Three Shots
Part 1
The things we can and can’t remember have a certain way of taking a toll on us. It’s always the things we want to remember the least which take up considerable mental space, making an impervious fortress in the forefront of our minds. The kind which no amount of psychiatry or hypnosis could ever demolish. Like the time I threw up during my school photo. Or when I slipped and fell into a puddle in front of my first crush.
Yet, on the stand in that court room I was unable to remember things I needed to recall desperately. At first, I attributed it to the pressure of the defense attorney, prosecution, judge, and jury all staring as they awaited my responses. Hanging onto and analyzing my every word. The pressure felt insurmountable. Only, when recess was called and I sat alone outside on the benches, I truly couldn’t remember. How is that possible? How could I not remember someone dying in front of me?
The gun shot reminded me of a fire cracker. And for weeks and months to come, it’s all I heard echoing through my mind. First thing in the morning over my bowl of Frosted Flakes. At work as I rang items in on the register, I didn’t hear the beep of the scanner. I heard the loud shot of that pistol. At night, when blaring sitcoms from my Grandmothers TV echoed up the old vents, I didn’t hear claps during the theme song of Friends. And there in my dreams; bang, bang, BANG.
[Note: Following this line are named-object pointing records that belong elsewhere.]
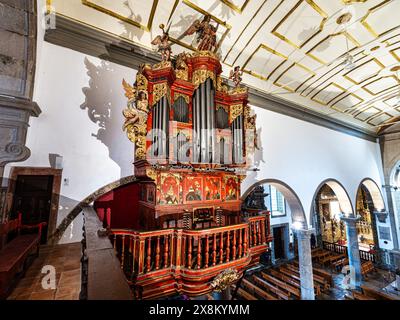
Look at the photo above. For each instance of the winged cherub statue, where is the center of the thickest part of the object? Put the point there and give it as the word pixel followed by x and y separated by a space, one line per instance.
pixel 164 47
pixel 206 34
pixel 236 76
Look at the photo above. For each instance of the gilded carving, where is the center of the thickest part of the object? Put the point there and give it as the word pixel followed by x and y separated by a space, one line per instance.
pixel 151 173
pixel 182 69
pixel 236 111
pixel 177 95
pixel 159 90
pixel 200 76
pixel 225 107
pixel 162 65
pixel 136 114
pixel 221 87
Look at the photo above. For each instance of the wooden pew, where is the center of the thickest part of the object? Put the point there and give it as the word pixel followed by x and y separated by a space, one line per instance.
pixel 296 276
pixel 377 295
pixel 245 295
pixel 367 267
pixel 15 254
pixel 326 275
pixel 321 280
pixel 287 279
pixel 291 290
pixel 360 296
pixel 252 288
pixel 266 285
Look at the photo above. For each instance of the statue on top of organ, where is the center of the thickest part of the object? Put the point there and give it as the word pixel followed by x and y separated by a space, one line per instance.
pixel 193 135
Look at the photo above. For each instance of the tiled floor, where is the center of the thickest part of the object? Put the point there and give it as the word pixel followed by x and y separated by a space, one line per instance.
pixel 66 261
pixel 376 280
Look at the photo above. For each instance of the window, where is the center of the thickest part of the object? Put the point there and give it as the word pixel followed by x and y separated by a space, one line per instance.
pixel 278 208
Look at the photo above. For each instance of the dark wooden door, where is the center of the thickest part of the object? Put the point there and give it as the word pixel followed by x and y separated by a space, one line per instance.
pixel 32 197
pixel 279 242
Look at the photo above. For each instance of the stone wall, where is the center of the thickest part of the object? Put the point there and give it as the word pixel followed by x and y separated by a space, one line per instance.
pixel 18 28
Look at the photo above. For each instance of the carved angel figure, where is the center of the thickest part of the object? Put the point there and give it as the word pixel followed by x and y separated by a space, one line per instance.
pixel 164 47
pixel 136 112
pixel 236 76
pixel 206 34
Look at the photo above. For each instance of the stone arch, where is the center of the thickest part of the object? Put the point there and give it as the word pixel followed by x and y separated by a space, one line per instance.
pixel 340 192
pixel 56 236
pixel 375 193
pixel 296 207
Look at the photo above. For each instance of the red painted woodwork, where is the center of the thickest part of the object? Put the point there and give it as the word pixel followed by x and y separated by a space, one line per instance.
pixel 120 206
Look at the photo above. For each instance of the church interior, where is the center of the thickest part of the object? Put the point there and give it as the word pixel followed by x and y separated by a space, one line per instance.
pixel 199 150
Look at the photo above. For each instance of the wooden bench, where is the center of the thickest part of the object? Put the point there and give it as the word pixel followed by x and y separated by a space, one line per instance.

It was the last bang when he slumped to the ground in a pile. I didn’t hear the screams, or see the party goers as they ran in every direction. I just stared down at my friend, not understanding what had happened. As the remainder of his short life poured into the street. Looking up, I couldn’t make sense of it.
Outstretched, the gun pointed in my direction was illuminated by the street light. As my eyes adjusted to the darkness just beyond, I saw the man who held it. The man who fired…wasn’t a man at all. At least not in my mind.
Billy.
Whether I said his name out loud or not, I couldn’t recall. Despite twenty to thirty justice seeking onlookers inquiring.
“I…I don’t know,” I admitted honestly. “I can’t remember if I said his name.”
“But you identified the shooter as the defendant?” The prosecutor placed his hands in his pockets. Feeling comfortable he had a winning argument, and case.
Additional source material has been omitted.